Reputation: 887
I've been looking all over the web trying to find information on how static synchronized methods are allowed to be executed. What I found is that a static synchronized method will acquire the class lock. As far as I understand it, this ensures that only one of all the existent class instances will be allowed to execute the static synchronized method. Is this really the case? Can there be 2 class instances executing the static synchronized method concurrently, or not? So, to make it more visual, I'm adding a code-sample.
public class A {
private static synchronized void m1() {
//Print something
}
private synchronized void m2() {
//Print something else
}
}
I understand that, because the static method is acquiring the class level monitor and the non-static method is acquiring the object-level monitor, then both can execute at the same time from 2 different threads like so:
A a = new A;
a.m2();//object-level lock acquired
a.m1();//Class-level lock acquired
However if we have 3 instances of the above class, can they all concurrently run m1()? I think they can't, but I am not sure. So can this happen?
A a = new A;
A aa = new A;
A aaa = new A;
a.m1();
aa.m1();
aaa.m1();
Upvotes: 0
Views: 1003
Reputation: 34628
To clarify a bit more in addition to the other answer:
In general, no two threads can access a static method that is synchronized on the class monitor.
But this doesn't have anything to do with instances of the class itself. You don't need to have instances of the class in order to have threads running that static method. The method is static, so it is available even without an instance of the class. That is, no A
exists in memory, and yet you can access its method.
For example, if your method was public, you could do something like:
public class Test extends Thread {
@Override
public void run() {
A.m1();
}
public static void main( String args[] ) {
Test thread1 = new Test();
Test thread2 = new Test();
thread1.start();
thread2.start();
}
}
Running this Test
class, you'd have two threads, and they would call A.m1()
, and since it's synchronized on the class monitor, they wouldn't be able to do it at the same exact time. But the point here was that there is not even a single object of type A
in memory. They use the static method directly, without creating an instance. No need for instances of A
to run the A.m1()
method!
Now, you made your method private. So you may be thinking that there is no way to use it unless you have instances of A
. But that's not true. You can only use it from the body of the same class, but still, you can write a static method in A that would be able to create two threads (e.g. static nested classes extending Thread
), and those two threads would run A.m1()
, without ever creating a single instance of A
.
That's why we insisted that the rule applies to threads and not to instances of A
. The number of threads has nothing to do with the number of instances.
As for class objects: class objects (like A.class
) are of the type Class
, which is used in Java to represent the class and its capabilities from one level up. You can use it for creating instances of the class without using the word new
, invoking its methods, and many other uses.
So, A
has such a class object, and that object is what holds its monitor for static methods. A class object is created when that class is loaded. And the class is usually loaded when it's needed by the program.

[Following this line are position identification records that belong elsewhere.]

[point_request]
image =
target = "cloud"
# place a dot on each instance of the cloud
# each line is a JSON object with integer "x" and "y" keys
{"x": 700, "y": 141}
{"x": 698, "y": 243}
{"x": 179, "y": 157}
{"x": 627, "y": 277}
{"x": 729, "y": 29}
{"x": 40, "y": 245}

But in certain situations, where there are multiple class loaders in a program, it could happen, theoretically, than two of them loaded the A.class
file (or downloaded it from the net, or got it from some other source, it doesn't matter - only the fact that both of them took the same byte code, that has the same name and package, and loaded it).
In such a case, you may have two classes that have the same name, but Java doesn't see them as the same class. If you get an instance of the one (the equivalent of new A()
) and then of the other one, it will be more or less like having two different classes with the same exact code. In such a case, since as far as Java is concerned, despite having the same name they are not the same class, then you could have one thread running the method m1
of "A #1" and one thread running the m1
of "A #2", and they could do so concurrently.
Upvotes: 0
Reputation: 1074575
As far as I understand it, this ensures that only one of all the existent class instances will be allowed to execute the static synchronized method.
No, it means that one thread will be able to execute the method, and that the synchronization lock is the Class object within a specific class loader.
As it says in the specification:
A synchronized method acquires a monitor (§17.1) before it executes.
For a class (static) method, the monitor associated with the Class object for the method's class is used.
Can there be 2 class instances executing the static synchronized method concurrently, or not?
"Class instances" is a vague term. If you mean instances of a class, that's irrelevant; this is a static
(class-wide) method, not an instance method. If you mean Class objects, then that's the reason I mentioned class loaders above: In unusual situation where you have more than one class loader, you can have more than one Class object — e.g., copy of the class (not instances of it). If you have more than one Class object, each of those has its own copy of the static
method. And so, since there are two copies synchronized on different objects, one thread can be calling the synchronized
static
method of one of those while another thread is calling the synchronized
static
member of a different one of those.
But that's an edge case. In the normal case, that's not an issue: You only have one copy of the method, and it is synchronized on the one copy of the Class object, and only one thread can be executing it at any given time.